Ob von einem Angeklagten in einem Strafverfahren erwartet werden kann, nach einem Umzug seine neue Adresse dem Gericht mitzuteilen, nachdem er bereits von der gegen ihn anberaumten Hauptverhandlung Kenntnis erlangt hat, mag dahinstehen. Vorwerfbar nach dem o. g. Maßstab ist jedenfalls die Mitteilung einer Adresse gegenüber der Ordnungsbehörde und der Jugendgerichtshilfe durch den Beschwerdeführer, an der er sich nicht aufhält und über die ihn offensichtlich auch keine Post bzw. sonstige Nachrichten erreichen.

d.) Soweit die Beschwerde das Unterlassen einer Einwohnermeldeamtsanfrage vor Erlass des Haftbefehls beanstandet, wird nicht ersichtlich, welche Erkenntnisse zum tatsächlichen Aufenthalt des Beschwerdeführers dadurch hätten gewonnen werden können, die den Erlass eines Haftbefehls nach § 230 Abs. 2 StPO entbehrlich machen. Mittels einer solchen Anfrage wäre nach dem Hauptverhandlungstermin am 02.11.2010 allenfalls die neue Anschrift in A. bekannt geworden. Polizeiliche Ermittlungen vor Ort am frühen Morgen des 02.11.2010 hatten aber gerade ergeben, dass sich der Beschwerdeführer unter dieser Anschrift nicht aufhält, ohne das eine neue Adresse ermittelt werden konnte bzw. eine solche bisher mitgeteilt wurde.

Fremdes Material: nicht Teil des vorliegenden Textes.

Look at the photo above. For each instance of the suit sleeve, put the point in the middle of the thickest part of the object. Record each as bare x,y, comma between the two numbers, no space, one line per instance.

3.) Gründe für eine Aufhebung des - bisher noch nicht vollstreckten - Haftbefehls sind nicht ersichtlich. Er ist weiterhin zur Sicherstellung der Durchführung der Hauptverhandlung erforderlich. Es kann nicht erwartet werden, dass der Angeklagte M. zu einem neu anzuberaumenden Hauptverhandlungstermin ohne weiteres erscheinen wird (vgl. BVerfG, Beschluss vom 18.12.2000 - BvR 1706/00 -, zitiert nach juris). Eine glaubhafte Erklärung in dieser Hinsicht haben weder der Angeklagte noch sein Verteidiger bisher abgegeben. Im Gegenteil lassen das bisherige Verhalten des Angeklagten und das stellenweise zumindest unvollständige und widersprüchliche Beschwerdevorbringen den Schluss zu, dass dieser gerade mittels seiner Unerreichbarkeit eine weitere Verzögerung des Hauptverfahrens anstrebt.

Angesichts der Schwere der Tatvorwürfe und der Bedeutung der Sache ist die Aufrechterhaltung des Haftbefehls auch nicht unverhältnismäßig.

III. Die Kostenentscheidung beruht auf § 473 Abs. 1 StPO. Von den Vorschriften der §§ 109 Abs. 2 Satz 1, 74 JGG hat der Senat keinen Gebrauch gemacht.

IV. Dieser Beschluss des Senats ist nicht weiter anfechtbar, § 310 Abs. 2 StPO.